Where do you draw your eclectic fashion style from?
I draw it from anything around me; I’m inspired by anything. I’ve just always been the kid that wanted to create. I’ve always wanted to make something different. I was in the 5th grade, and I wore a bandana around my head and left my hair poofy, a girl came up to me; she was two grades older and she said, 'I’ve always wanted to do that, but I was really scared.' I’ve always just wanted to express myself. I cut, rip, pull, whatever.
Are there any popular style trends that you’re really into?
I think everything gets recycled. I’ll see something, and it’s from the 80s or the 60s, so I think everything gets revamped. Everything has phases. You’re going to have a trend, then you go to the next one. I don’t like any specific trends. I say style over fashion. For example, whether it’s $2000 or $2, I’m going to buy it. I love labels--Gucci, Louis, Fendi, Prada--but I’d rather pull it, pick it and like it rather than it just be a brand.
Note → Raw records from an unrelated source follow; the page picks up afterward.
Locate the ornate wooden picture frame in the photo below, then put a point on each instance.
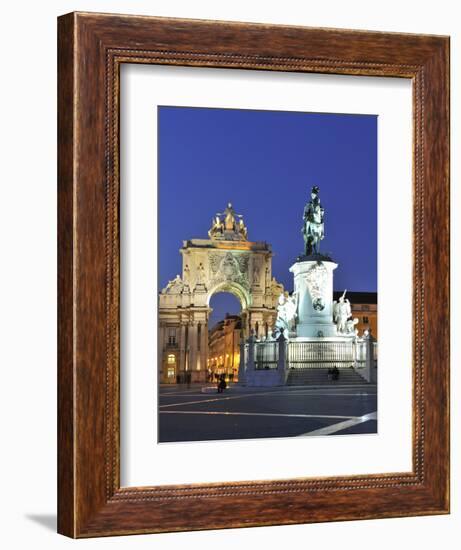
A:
(92, 48)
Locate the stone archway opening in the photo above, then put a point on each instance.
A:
(225, 331)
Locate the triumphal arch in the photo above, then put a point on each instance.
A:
(225, 262)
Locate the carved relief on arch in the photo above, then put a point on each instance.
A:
(229, 267)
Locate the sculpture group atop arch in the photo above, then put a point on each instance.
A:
(225, 262)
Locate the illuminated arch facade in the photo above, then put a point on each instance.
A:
(226, 262)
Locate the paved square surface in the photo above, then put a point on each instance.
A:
(192, 414)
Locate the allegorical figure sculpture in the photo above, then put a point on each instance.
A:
(342, 316)
(313, 229)
(286, 312)
(341, 313)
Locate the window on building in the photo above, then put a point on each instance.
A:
(172, 336)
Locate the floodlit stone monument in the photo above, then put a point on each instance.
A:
(317, 316)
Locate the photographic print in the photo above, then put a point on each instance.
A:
(267, 270)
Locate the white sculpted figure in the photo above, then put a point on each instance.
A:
(341, 313)
(286, 312)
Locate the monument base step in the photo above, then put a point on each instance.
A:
(314, 376)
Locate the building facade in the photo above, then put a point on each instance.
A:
(224, 348)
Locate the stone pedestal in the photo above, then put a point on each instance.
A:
(313, 284)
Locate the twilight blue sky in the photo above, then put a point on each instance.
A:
(265, 163)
What imprint would you love to make on this industry?
I want to go down as one of the best female rappers ever, period. I hope it comes to a time where they won’t even say female, they’ll say Best Rapper Ever. I hope that I can create some type of unity, and I really pray that more females come into the game, so in the next couple years, it’s no longer a male-dominated industry--where it’s just a whole bunch of females. Ladies first.